At 06:43 AM 01/23/02 -0800, Rich Thomas wrote:
>I'm trying to index a large library catalog and allow keyword searches on
>several million records.  I've been able to index a large part of it but my
>search results only gives me the file location and Relevancy and Size ie:
>
>E/E/G/0/819 University at Buffalo Libraries Web Catalog
>     Relevancy Score: 1000 Size of Document: 999 Bytes
>
>How do I get output that looks like a search on the swish-e discussion list?
>Such as Title..rank..and a defined amount of text describing the document?
>Is this something I configure in the swish.config file or is it something
>I'm not telling the swish-cgi.pl program to display?

That example above looks like it has both the rank (relevancy) and the title.
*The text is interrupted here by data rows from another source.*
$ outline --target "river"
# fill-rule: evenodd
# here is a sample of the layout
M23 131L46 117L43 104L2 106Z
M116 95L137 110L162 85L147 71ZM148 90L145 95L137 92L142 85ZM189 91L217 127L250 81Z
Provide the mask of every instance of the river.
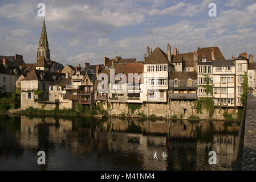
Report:
M220 121L2 115L0 170L230 170L238 130Z

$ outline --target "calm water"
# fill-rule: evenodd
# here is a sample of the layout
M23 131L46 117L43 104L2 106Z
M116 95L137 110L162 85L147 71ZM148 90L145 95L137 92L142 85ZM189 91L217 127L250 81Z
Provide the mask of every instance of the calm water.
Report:
M221 121L0 116L0 170L230 169L239 127ZM37 164L44 151L46 165ZM208 164L209 151L217 154Z

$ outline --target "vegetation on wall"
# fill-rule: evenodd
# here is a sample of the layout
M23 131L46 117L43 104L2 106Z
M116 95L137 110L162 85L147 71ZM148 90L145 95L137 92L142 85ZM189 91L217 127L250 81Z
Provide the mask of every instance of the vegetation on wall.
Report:
M141 104L128 104L129 110L131 110L132 115L134 114L135 111L141 108Z
M242 104L245 105L245 101L247 98L247 93L248 92L248 75L247 72L244 72L245 74L242 76L243 82L242 82Z

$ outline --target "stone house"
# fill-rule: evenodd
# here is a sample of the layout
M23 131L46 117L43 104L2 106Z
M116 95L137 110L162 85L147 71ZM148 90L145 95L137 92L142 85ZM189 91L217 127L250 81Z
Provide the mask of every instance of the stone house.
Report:
M182 113L185 117L193 114L193 103L197 98L197 73L173 72L169 78L168 100L172 115Z
M168 54L157 47L145 57L144 65L144 101L148 102L166 102L169 74L174 69L172 63L170 46L167 45Z
M36 102L48 101L50 84L63 76L60 73L33 69L21 80L21 107L23 109L30 106L36 108ZM34 94L36 90L43 90L45 93L39 96Z
M15 81L19 77L18 70L10 70L2 64L0 64L0 87L1 92L14 93Z
M233 60L213 61L214 105L235 106L235 65Z

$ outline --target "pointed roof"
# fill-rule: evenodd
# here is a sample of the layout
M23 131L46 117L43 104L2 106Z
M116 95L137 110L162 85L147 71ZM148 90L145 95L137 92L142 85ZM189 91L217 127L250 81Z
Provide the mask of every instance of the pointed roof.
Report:
M37 67L48 67L49 64L47 64L46 62L46 59L44 56L40 56L39 59L37 61L36 64L35 64L35 66Z
M47 44L48 44L47 34L46 33L46 27L44 18L43 19L43 26L42 27L41 36L40 36L40 42L46 42Z
M167 54L157 47L153 53L143 63L147 64L170 64Z

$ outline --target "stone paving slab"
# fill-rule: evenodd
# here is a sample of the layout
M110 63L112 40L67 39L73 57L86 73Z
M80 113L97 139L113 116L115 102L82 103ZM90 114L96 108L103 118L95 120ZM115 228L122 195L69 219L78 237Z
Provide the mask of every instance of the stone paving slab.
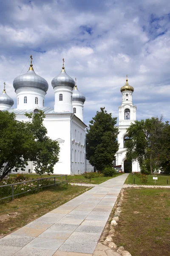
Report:
M54 256L92 256L89 253L71 253L69 252L61 252L57 251Z
M52 256L55 251L56 250L42 250L24 247L12 255L14 256Z
M0 255L2 256L12 256L14 253L22 249L22 247L0 245Z
M1 239L0 255L92 256L128 175L98 185Z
Let's see if I can remember what I had said before ^d:

First, before you spend too much time with the interface, I'd make sure
that swish will work for you.  Millions of files is on the high end of
swish's limit, probably.  Swish keeps data in RAM for every word indexed,
so the more files and the more words you have the more memory you will
need.  You do NOT want to start swapping as that will kill your indexing
speed, and not make your machine too happy either.

You can use -e to reduce memory requirements to some degree, at the expense
of disk access and indexing time.  You will need to test to see what works
best for you.  Try 100,000 files first.  Then 1/2 million.  (Some day -m
will work to limit the number while indexing!)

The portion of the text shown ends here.